Most classes I’ve been to feature a bunch of first-timers, ranging from adventure-seekers to men dragged there by their girlfriends, who are supportive of each other.

Some people will walk around the floor saying there’s “no way” they can pull off the basic trick. Their eyes pop when they learn that they’re going to be caught by someone on the other swing. By and large, though, people cheer each other on.

“We get classes where people clap for everybody every turn, even if they did it completely wrong,” Spooner said.

There are times when a student will struggle to hit the trick until the very end, but when they do hit it, she said, “the whole class will go nuts cheering, and that’s awesome.”

For me, that camaraderie is a large part of the appeal. Watching strangers support one another is a welcome escape from our too-often-cruel world.

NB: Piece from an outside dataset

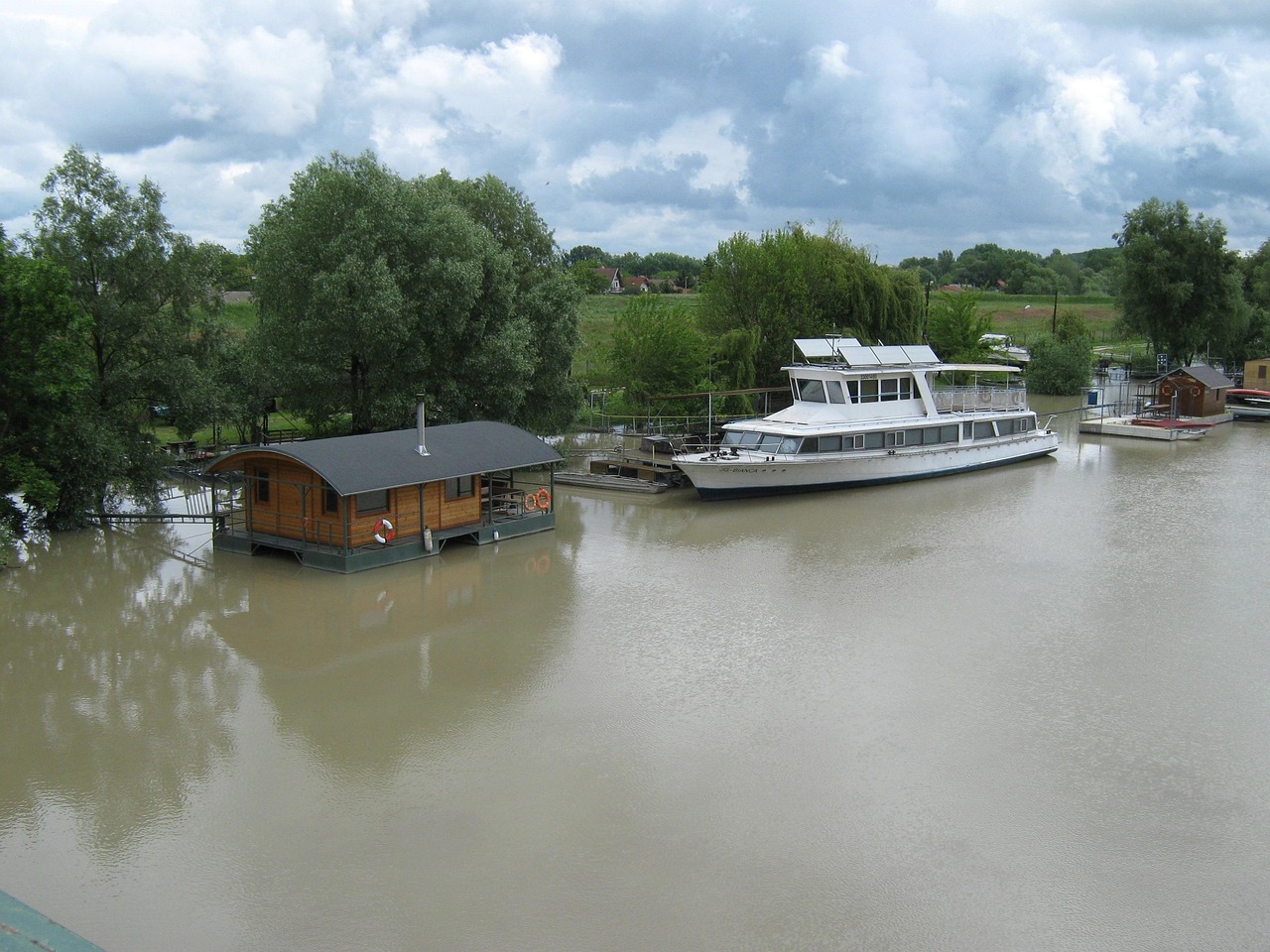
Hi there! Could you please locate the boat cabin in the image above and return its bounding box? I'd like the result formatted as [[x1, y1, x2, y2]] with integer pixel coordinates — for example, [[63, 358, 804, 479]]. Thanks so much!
[[1155, 364, 1234, 417], [203, 421, 560, 572]]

It hasn’t all been good feelings and self-improvement. Every class leads to new bruises, sometimes in unexpected places.

I’ve had a mishap or two, like the time I unfolded too early for a trick and slammed into the catcher midair. (I haven’t seen anyone else manage that.)

Or the time I thought I was going to nail a new trick, screwed up at the last second and cursed at the top of my lungs as I fell into the safety net.
(There were, I’m sorry to report, children present.)

But I don’t do trapeze because I want to join the circus. I do it because I’ve learned new things about the world, including that people can learn things if they just try.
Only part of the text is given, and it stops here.